Mary Crawford – 110209140
The material covered in the second week of class only triggered one response from me: frustration. The article “Ten things that Anthropologists can do to fight Ebola in the West” caused a mix of feelings as I could understand their point of view but wrestled with whether not it was necessary. It seemed futile to send anthropologists from euro-centric countries to gawk at the sick in order to provide reports when the true reality is that MDs are needed not PhDs. There does need to be a middle ground between the local communities and the international community but why can’t the anthropologist employed for this project be FROM AFRICA? Locals who know the customs and cultures not because they have studied it but because they have lived it. Locals are a lot less likely to trust foreigners than someone who grew up in the next town over who speak their language, rather than someone speaking through a translator. There are circumstances in which there is a need for someone to help with communication and understanding such as in Haiti when the purification tablets were not used due to fear. In this situation, elders and community leaders were educated by the doctors and were than sent to pass on this information to the people, therefore proving there is no need for outsiders to attempt to intervene. Anthropologists back home have also played a role in educating the Canadian population. Advertisements have popped up on my own Facebook account and twitter. This is clearly an attempt to convince the public that they are not at risk since most of the posts have been statistics about cases in North America, how many have been cured, chances are of catching it, etc. Although this calm, assertive voice is not the case in the United States (have you seen Fox News lately?!). This call to arms from the author should not be for the armchair professors of anthropology in North America but rather an encouragement to organizations working in the field to hire locals to improve communication and build trust.

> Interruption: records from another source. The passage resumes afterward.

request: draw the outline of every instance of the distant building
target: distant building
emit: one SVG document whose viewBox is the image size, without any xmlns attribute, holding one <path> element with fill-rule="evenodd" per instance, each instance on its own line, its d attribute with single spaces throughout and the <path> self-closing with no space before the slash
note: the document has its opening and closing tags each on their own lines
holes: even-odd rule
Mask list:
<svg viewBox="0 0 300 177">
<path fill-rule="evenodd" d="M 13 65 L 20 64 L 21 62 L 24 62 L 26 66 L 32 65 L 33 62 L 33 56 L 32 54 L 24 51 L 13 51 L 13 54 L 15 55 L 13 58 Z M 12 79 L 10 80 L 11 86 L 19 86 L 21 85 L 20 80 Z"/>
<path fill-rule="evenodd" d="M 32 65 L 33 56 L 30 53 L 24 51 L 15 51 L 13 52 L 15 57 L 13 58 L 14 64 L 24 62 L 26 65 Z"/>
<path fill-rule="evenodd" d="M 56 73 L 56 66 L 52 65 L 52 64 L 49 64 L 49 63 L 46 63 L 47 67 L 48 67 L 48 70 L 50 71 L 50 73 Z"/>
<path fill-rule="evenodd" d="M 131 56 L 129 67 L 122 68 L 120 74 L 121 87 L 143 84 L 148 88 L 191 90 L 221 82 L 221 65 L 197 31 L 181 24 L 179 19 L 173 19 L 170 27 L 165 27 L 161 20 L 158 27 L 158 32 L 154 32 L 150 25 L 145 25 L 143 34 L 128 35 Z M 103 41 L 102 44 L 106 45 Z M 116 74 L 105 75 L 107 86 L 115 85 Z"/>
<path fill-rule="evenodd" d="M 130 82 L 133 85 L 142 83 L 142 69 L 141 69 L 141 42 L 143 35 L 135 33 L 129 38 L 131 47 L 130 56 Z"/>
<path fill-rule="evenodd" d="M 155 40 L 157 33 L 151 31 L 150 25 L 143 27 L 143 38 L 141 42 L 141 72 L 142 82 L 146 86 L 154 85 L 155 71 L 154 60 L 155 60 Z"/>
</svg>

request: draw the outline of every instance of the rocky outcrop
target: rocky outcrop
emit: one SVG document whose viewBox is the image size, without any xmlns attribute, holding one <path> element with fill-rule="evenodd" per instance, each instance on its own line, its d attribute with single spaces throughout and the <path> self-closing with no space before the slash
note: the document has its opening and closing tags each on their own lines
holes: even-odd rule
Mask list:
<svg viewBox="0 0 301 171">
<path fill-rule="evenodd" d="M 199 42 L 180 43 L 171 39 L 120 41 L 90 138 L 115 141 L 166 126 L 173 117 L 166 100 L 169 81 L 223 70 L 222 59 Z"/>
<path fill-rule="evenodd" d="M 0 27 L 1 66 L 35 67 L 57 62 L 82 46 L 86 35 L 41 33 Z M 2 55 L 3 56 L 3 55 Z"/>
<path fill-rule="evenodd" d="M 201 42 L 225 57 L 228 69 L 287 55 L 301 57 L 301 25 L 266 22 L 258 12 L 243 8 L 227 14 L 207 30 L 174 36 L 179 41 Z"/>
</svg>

Furthermore, the third article covers religion and HIV/AIDS but lacked any historical context or background information on the topic. There could have been much more discussion on the stigmatization about AIDS and how that in itself has caused for the spread of mental health issues and a rise in depression. Still to this day, questionnaires must be filled out prior to donating blood and your sexual orientation and whether or not you have had sexual intercourse with and “African gay man” determines whether or not you can give. Why is it that secular organizations still stigmatize against homosexuals? If anthropologists want to help, they can start within their own communities and improve how people are educated on the disease. Overall the article seemed to be an over-generalization of the problem and pushed a western methodology rather than one that would work within African cultures.